Re: Tips on how to perform this regex query
by roboticus (Chancellor) on Jan 11, 2014 at 10:23 UTC

      Sorry roboticus, but what do you think running one of those 'edit distance' algorithms on the two strings will actually tell the OP?

      To save time, I'll tell you. Ta-dah:

      1073!

      Which means what?

      My best guess:

      The best interpretation is that is a fuzzy measure of the difference in length of the two strings (actually 1069).

      Which mean that a simple: print length( $bigstring ) - length( $smallstring ); would be more accurate and about a million times faster.

      It doesn't tell him how different they are, nor where the best match occurs,

      Not even if the shorter actually appears in the larger to any meaningful measure of the term.

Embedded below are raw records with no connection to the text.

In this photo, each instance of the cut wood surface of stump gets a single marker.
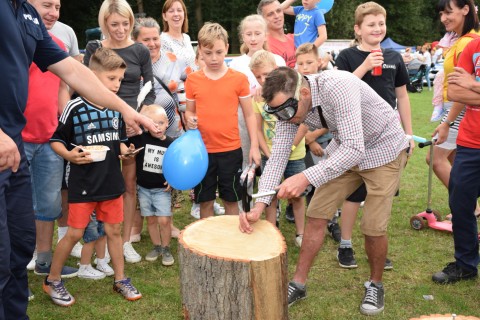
(226, 274)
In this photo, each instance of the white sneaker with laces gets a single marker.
(77, 250)
(106, 269)
(31, 264)
(131, 256)
(88, 272)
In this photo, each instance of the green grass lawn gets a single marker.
(333, 293)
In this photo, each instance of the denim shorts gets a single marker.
(154, 202)
(293, 167)
(46, 170)
(94, 230)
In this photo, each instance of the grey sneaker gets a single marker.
(44, 270)
(167, 258)
(126, 289)
(295, 293)
(59, 294)
(154, 254)
(373, 301)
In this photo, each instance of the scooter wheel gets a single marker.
(417, 223)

      With the rise and rise of 'Social' network sites: 'Computers are making people easier to use everyday'
      Examine what is said, not who speaks -- Silence betokens consent -- Love the truth but pardon error.
      "Science is about questioning the status quo. Questioning authority".
      In the absence of evidence, opinion is indistinguishable from prejudice.
Re: Tips on how to perform this regex query
by Laurent_R (Canon) on Jan 11, 2014 at 11:08 UTC

    Jarkko Hietaniemi's String::Approx module is certainly your best bet to start with. In addition to the links provided by Roboticus, the following modules might provide some ideas of algorithms that could be used: Text::Metaphone and Text::Soundex.

    Chapter 9 ("Strings") of Algorithms with Perl (Orwant, Hietaniemi, Macdonald) covers in some details some of the techniques that may be used. Otherwise, Simon Cozen's Advanced Perl Programming and John Orwant's Computer Science & Perl Programming both have a chapter briefly covering related techniques. (All three books are published by O'Reilly.)

Re: Tips on how to perform this regex query (100% matched)
by BrowserUk (Patriarch) on Jan 11, 2014 at 23:47 UTC

    Hm. I suspect that your "more than 90% of the small string is included in the bi[g] string." can not be arrived at by 'wildcarding' some number of characters in your small string -- as is implied by your "with some letters of it missing..." suggestion.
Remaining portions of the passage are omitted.